I’ve edited the following since I’ve learned a lot about exercise since I originally wrote the post (August 2017).
My Original Goal
At the start of this experience my goal was to Hack My Type Two Diabetes. Per my MD, I am no longer a diabetic and am just at the bottom end of the Pre-Diabetes range. So mission accomplished???
[2018-06-29 update – My last HbA1C was 5.2 which is no longer even pre-diabetic but right in the middle of the “normal blood sugar range.]
Are We There Yet?
My initial theory was that Diabetes is just a symptom of the underlying condition which is Insulin Resistance. Eating Low Carb. Moderate Protein and High Healthy Fats reduces the need for the body to produce Insulin but does it cure Insulin Resistance itself?
[2018-06-29 update -There is a need to differentiate between insulin resistance due to diabetes and peripheral insulin resistance due to a low carb diet. An Oral Glucose Tolerance Test (OGTT) may or may not be able to distinguish the two. Some people say it takes a time of reintroducing carbs before taking an OGTT.]
What is Insulin Resistance?
Insulin Resistance is the inability of the body’s cells to take in glucose in the presence of Insulin. From Skeletal Muscle Insulin Resistance Is the Primary Defect in Type 2 Diabetes.
Under euglycemic hyperinsulinemic conditions, ∼80% of glucose uptake occurs in skeletal muscle
If your muscles are not able to efficiently take up glucose then you have Insulin Resistance. It may be that exercise is the only way to improve glucose uptake in the muscles.
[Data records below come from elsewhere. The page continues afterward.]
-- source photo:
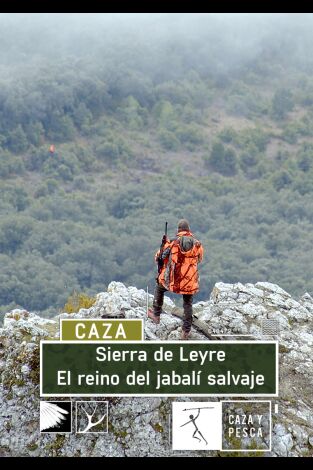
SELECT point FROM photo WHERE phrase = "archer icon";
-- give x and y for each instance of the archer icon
(193, 421)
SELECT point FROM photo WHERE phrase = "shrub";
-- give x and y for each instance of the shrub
(76, 301)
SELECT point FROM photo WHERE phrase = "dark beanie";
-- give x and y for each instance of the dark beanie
(183, 224)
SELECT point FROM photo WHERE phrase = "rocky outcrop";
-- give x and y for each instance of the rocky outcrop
(140, 426)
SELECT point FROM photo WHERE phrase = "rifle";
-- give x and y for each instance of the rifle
(160, 259)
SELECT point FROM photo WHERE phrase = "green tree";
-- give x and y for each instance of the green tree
(282, 103)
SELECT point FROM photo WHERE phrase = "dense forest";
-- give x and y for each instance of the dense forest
(153, 117)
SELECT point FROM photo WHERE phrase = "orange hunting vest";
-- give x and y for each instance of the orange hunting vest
(180, 269)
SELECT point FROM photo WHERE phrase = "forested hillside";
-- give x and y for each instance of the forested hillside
(153, 118)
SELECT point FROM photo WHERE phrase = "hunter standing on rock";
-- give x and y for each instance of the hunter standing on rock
(178, 272)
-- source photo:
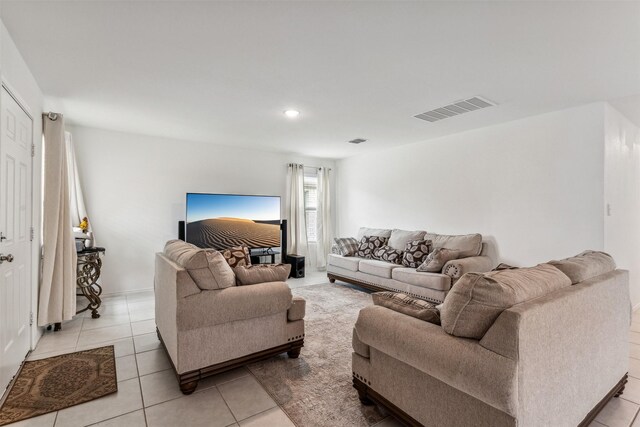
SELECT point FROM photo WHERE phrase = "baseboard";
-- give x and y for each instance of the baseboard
(124, 293)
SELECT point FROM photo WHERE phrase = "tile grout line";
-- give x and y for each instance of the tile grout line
(226, 404)
(271, 396)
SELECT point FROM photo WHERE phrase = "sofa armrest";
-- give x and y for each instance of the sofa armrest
(462, 363)
(458, 267)
(297, 309)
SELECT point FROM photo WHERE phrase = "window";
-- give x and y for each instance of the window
(311, 205)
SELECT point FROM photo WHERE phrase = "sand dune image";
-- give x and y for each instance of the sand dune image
(222, 233)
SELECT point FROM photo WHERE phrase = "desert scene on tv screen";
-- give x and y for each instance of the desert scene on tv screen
(223, 221)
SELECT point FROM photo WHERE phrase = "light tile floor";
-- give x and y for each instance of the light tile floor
(148, 394)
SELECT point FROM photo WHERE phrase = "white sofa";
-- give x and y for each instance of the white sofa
(381, 275)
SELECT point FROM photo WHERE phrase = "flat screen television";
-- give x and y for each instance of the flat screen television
(220, 221)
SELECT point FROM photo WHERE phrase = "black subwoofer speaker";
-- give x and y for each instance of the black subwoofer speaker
(297, 265)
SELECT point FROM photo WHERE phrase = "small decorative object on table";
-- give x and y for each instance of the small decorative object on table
(88, 273)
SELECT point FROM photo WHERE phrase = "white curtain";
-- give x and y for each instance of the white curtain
(57, 299)
(76, 198)
(324, 228)
(297, 221)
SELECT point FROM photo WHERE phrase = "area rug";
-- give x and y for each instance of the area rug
(316, 389)
(55, 383)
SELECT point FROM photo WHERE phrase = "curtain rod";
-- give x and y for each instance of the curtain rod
(309, 166)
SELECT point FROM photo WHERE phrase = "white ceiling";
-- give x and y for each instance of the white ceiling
(223, 72)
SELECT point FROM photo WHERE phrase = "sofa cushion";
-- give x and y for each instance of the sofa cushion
(468, 244)
(410, 306)
(237, 256)
(381, 232)
(348, 263)
(207, 267)
(586, 265)
(369, 244)
(347, 246)
(477, 299)
(261, 273)
(399, 238)
(297, 309)
(388, 254)
(415, 253)
(377, 268)
(437, 281)
(210, 308)
(437, 259)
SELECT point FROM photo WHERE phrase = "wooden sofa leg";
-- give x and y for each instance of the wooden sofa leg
(293, 354)
(188, 388)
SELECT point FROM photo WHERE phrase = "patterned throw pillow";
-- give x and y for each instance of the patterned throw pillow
(389, 254)
(262, 273)
(369, 244)
(410, 306)
(237, 256)
(416, 252)
(347, 246)
(437, 259)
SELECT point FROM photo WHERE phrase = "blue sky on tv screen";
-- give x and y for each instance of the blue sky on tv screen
(257, 208)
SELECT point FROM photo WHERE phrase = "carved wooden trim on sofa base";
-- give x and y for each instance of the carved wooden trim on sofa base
(333, 277)
(189, 380)
(368, 395)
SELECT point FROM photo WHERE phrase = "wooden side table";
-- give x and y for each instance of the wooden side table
(88, 273)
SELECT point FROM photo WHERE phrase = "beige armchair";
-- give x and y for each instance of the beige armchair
(208, 331)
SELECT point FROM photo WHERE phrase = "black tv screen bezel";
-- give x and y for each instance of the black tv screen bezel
(275, 221)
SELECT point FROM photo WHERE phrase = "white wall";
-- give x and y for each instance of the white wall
(16, 76)
(135, 189)
(622, 195)
(534, 187)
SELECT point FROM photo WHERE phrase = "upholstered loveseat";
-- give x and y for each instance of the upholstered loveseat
(208, 325)
(381, 275)
(554, 358)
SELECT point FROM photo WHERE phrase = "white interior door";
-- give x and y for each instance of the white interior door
(15, 241)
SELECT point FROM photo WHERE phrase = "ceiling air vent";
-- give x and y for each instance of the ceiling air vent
(455, 108)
[2018-06-29 update -I believe that still to be the case but with the added thought that a low carbohydrate diet causes peripheral insulin resistance. Your muscles resist the action of glucose in a state where Insulin is low so that the glucose can be conserved (some say spared) for the essential parts of the body (brain, etc) that require glucose).]
Types of Exercise
My Experience with Exercise
This would bear out with my own experience of the quick dump of glucose that I experienced in the high intensity workout. My glucose went up at least 80 points which I now think is due to Insulin Resistance.
[2018-06-29 update -It was almost certainly peripheral insulin resistance plus workouts at high intensities mobilize a whole lot of carbohdyrates – perhaps as much as 60g/hr. That’s a whole lot of sugar dumped into the blood stream. And my body doesn’t do all that well with that much sugar. Although I will say it got better with time. Until I quite Crossfit that is.]
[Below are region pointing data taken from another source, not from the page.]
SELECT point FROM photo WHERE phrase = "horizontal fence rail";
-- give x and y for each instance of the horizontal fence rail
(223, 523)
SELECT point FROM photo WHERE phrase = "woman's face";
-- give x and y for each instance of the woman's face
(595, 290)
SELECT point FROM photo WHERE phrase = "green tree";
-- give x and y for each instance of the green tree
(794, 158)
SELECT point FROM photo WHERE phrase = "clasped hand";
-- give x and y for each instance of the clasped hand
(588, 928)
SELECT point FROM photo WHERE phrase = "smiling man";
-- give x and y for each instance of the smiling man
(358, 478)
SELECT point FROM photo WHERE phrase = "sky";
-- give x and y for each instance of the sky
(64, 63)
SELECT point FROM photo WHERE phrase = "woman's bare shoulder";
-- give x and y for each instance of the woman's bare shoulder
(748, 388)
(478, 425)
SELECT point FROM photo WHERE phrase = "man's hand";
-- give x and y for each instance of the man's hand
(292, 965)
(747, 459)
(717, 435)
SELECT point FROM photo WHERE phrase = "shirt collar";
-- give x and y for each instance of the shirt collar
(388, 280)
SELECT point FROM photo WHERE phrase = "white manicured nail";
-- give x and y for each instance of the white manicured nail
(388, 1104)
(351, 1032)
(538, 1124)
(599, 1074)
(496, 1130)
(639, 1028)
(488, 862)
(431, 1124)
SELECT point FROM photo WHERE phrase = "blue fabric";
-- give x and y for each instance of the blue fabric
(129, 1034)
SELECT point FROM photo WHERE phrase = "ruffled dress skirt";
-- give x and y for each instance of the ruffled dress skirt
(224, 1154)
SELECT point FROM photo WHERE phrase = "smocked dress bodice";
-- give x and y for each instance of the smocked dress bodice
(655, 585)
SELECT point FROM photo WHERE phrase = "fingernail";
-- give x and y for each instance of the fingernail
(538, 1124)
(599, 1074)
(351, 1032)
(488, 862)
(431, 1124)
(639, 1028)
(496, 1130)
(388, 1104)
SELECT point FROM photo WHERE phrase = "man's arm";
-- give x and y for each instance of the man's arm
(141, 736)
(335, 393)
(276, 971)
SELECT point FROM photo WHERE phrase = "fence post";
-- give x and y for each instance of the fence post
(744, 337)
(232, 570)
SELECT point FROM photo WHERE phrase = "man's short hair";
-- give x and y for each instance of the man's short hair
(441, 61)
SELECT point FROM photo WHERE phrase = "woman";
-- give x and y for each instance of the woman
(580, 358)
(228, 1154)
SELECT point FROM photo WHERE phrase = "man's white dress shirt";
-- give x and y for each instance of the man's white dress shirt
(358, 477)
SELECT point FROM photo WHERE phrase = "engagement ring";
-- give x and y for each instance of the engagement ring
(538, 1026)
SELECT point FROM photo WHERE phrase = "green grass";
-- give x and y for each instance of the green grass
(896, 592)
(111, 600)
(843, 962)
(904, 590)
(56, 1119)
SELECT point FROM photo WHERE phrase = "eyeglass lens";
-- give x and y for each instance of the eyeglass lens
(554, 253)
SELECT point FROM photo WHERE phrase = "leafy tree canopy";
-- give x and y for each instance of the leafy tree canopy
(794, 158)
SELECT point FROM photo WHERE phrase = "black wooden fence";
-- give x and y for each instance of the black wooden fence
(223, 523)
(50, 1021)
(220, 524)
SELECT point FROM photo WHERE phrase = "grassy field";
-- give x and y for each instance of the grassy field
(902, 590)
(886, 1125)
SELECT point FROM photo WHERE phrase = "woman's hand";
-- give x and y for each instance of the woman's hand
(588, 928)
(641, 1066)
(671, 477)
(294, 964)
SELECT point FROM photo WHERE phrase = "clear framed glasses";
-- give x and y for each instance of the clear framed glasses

Not only is the liver dumping in that case but the muscles are dumping too. And that’s a good thing.
[2018-06-29 update -Turned out that the muscles don’t dump into the bloodstream. Only the liver does that. Learning more every day about this.]
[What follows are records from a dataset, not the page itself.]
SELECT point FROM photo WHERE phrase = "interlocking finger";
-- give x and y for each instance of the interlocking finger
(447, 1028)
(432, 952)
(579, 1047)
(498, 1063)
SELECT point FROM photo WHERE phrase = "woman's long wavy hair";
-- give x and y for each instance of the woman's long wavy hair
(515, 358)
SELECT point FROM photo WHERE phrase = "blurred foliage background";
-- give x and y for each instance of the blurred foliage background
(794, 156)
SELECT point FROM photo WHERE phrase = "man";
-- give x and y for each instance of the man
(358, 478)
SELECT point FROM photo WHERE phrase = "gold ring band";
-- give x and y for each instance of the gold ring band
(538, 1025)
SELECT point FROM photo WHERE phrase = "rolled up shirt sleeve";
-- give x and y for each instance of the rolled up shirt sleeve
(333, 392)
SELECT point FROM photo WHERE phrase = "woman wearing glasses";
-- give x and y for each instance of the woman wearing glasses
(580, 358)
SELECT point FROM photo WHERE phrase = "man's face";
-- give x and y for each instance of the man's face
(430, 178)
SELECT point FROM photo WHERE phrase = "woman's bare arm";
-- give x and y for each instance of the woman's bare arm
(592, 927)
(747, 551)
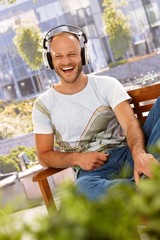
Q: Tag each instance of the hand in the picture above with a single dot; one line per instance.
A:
(92, 160)
(143, 164)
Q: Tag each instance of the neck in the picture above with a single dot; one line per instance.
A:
(72, 88)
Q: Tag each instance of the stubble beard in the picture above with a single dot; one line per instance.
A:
(78, 72)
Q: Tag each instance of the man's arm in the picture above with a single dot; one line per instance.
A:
(135, 140)
(51, 158)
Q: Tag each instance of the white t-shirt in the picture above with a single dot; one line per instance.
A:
(84, 121)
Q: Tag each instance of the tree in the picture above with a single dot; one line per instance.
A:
(117, 27)
(28, 42)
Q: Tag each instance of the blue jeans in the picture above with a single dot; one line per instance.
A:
(119, 167)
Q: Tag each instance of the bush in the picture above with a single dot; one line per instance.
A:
(123, 214)
(11, 162)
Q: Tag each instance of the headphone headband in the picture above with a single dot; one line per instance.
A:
(77, 31)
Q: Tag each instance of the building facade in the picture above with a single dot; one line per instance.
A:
(18, 81)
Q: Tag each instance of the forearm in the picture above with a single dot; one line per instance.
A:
(58, 159)
(135, 138)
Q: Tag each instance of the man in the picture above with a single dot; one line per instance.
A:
(86, 122)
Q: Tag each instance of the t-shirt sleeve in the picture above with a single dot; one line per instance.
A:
(41, 118)
(117, 94)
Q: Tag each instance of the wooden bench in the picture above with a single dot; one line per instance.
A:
(142, 101)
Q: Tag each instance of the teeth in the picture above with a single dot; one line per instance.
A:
(67, 68)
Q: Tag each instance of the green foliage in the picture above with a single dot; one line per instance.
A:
(124, 213)
(15, 118)
(7, 165)
(117, 27)
(28, 42)
(11, 162)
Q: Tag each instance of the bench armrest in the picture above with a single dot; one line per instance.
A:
(41, 177)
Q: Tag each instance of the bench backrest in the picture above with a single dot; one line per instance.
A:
(143, 99)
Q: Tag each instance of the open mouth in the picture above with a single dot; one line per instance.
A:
(67, 69)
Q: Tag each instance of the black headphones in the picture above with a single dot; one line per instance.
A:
(78, 32)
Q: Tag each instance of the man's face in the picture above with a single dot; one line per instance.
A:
(66, 57)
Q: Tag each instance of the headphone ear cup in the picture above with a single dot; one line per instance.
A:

So perhaps if I got this right it’s more about the type of exercise when attempting to improve the underlying Insulin Resistance than it is about the exercise itself. Is it true to say the reason my blood sugar rises so high with high intensity exercise is that my muscle cells are still Insulin Resistant and that with more exercise they will get better at responding to the Insulin they are given and then I will not see high blood sugar spikes during and immediately after exercise?
[2018-06-29 update -See comments earlier about peripheral insulin resistance.]
If I have this right I should easy be able to measure and observe progress by checking my blood sugars after exercise to exhaustion and the levels should drop.
I wish I had done those measurements more often and recorded the data.
Here’s a pretty good 2014 article on the subject. [2018-06-29 update – The article did not deal with the blood sugar of diabetics. I wish I had bothered to think more about this but was happy enough with my HbA1C numbers that I didn’t care.]